Evidence Supporting School Mask Mandates Is Weak
Studies don’t show preventing COVID outbreaks requires forcing students to cover their faces.
By Jacob Sullum
Wading into the bitter debate about face mask mandates in schools, President Joe Biden is threatening civil rights lawsuits against states that ban such requirements.
“Some politicians are trying to turn public safety measures — into political disputes for their own political gain,” Biden complained last week, saying his administration won’t “sit by as governors try to block and intimidate educators protecting our children.”
Biden’s framing implies that school officials are indisputably “protecting our children” by forcing them to cover their faces all day, and that anyone who suggests otherwise is motivated only by crass partisan motives. Yet the evidence that the public health benefits of “universal masking” in K-12 schools outweigh its costs is far less impressive than the president suggests.

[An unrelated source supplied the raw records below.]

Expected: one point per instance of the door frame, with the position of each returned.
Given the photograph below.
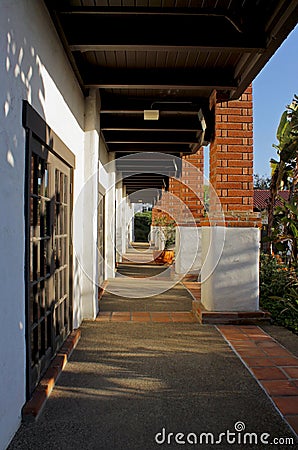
(36, 128)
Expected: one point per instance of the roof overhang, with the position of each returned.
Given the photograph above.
(169, 59)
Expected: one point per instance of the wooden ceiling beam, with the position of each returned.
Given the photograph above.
(114, 137)
(172, 31)
(175, 123)
(159, 79)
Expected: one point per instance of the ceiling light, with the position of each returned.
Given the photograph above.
(151, 114)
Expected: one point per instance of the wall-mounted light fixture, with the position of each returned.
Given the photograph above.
(151, 114)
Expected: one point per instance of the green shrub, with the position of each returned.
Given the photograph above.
(142, 224)
(279, 292)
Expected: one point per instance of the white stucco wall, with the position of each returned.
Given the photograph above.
(188, 250)
(230, 276)
(34, 67)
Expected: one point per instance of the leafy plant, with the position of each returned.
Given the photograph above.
(279, 291)
(168, 229)
(284, 171)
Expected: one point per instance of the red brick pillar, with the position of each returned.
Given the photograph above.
(230, 236)
(231, 160)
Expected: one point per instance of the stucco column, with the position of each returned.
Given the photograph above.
(230, 237)
(89, 224)
(188, 233)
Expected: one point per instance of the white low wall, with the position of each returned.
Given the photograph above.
(230, 270)
(188, 250)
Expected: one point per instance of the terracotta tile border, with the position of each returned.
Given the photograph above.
(146, 316)
(272, 365)
(34, 406)
(101, 290)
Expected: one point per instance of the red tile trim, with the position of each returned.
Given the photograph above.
(33, 407)
(272, 365)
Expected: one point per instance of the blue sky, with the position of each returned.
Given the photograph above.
(273, 89)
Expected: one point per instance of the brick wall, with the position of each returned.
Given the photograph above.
(231, 160)
(231, 168)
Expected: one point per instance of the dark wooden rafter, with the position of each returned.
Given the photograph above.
(157, 79)
(170, 59)
(130, 21)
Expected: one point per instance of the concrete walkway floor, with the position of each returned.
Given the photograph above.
(136, 385)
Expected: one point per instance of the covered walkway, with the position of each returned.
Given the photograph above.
(132, 377)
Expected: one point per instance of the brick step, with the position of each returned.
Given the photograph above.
(146, 316)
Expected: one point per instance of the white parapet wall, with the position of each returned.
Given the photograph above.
(188, 250)
(230, 269)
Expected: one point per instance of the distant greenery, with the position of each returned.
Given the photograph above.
(279, 291)
(261, 182)
(142, 223)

Other governments seem to recognize that fact. As David Zweig noted in New York Magazine, “many of America’s peer nations around the world — including the U.K., Ireland, all of Scandinavia, France, the Netherlands, Switzerland, and Italy — have exempted kids, with varying age cutoffs, from wearing masks in classrooms” without experiencing more school-related COVID-19 outbreaks than the U.S. has seen.
The latest guidance from the Centers for Disease Control and Prevention, by contrast, recommends that everyone, regardless of age or vaccination status, wear face masks in K-12 schools. But the studies the CDC cited to justify that stance generally were not designed to test the effectiveness of mask mandates.

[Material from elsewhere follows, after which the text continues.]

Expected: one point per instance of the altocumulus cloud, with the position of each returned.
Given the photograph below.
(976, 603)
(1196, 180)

One problem with those studies is that the schools they examined typically implemented several COVID-19 safeguards simultaneously, so there was no way of knowing whether any perceived benefits could be attributed specifically to masking. Another problem: Almost none of the studies compared schools with mask mandates to otherwise similar schools without them, again making causal inferences impossible.
One exception was a CDC study of Georgia schools published in May, which found that COVID-19 infection was 37% less common in schools that required teachers and other staff members to wear masks, similar to the difference associated with “improved ventilation.” But the same study found that requiring students to wear masks was not associated with a statistically significant reduction in case rates.
In Florida, the CDC found that school districts without mask mandates had higher infection rates. But the researchers noted that smaller districts were less likely to require masks, and they also “had a higher proportion of students attending in-person instruction,” which likewise was “positively correlated with the student case rate.”
The CDC says “most studies that have shown success in limiting transmission in schools” involved “prevention strategies” that included requiring “staff only or staff and students” to wear masks. The implication, of course, is that some schools had “success in limiting transmission” even without mask mandates, or with mandates that did not apply to students.
In Florida, where many districts did not require masks, the CDC found that less than 1% of students were infected in schools during the first semester after they reopened in August 2020. During the same period, school-related COVID-19 outbreaks were likewise a minor problem in England, where students were not required to wear masks.
These studies were conducted before vaccines were available. Now that 71% of Americans 12 or older are at least partly vaccinated, school infection rates should be similarly low, even taking into account the prevalence of the especially contagious delta variant.
Assuming that mask mandates in schools do make a difference, the benefits are likely to be small. Adults and older students can more effectively protect themselves by getting vaccinated, and life-threatening COVID-19 symptoms are extremely rare in children and teenagers: The CDC’s “current best estimate” of the infection fatality rate among people younger than 18 is 0.002%.
The costs of requiring masks in schools, meanwhile, include daylong discomfort and stress, obstructed breathing and vision (thanks to fogged eyeglasses) and interference with communication, learning and social interaction. To justify those burdens requires more evidence than mandate enthusiasts have been able to muster.
Jacob Sullum is a senior editor at Reason magazine.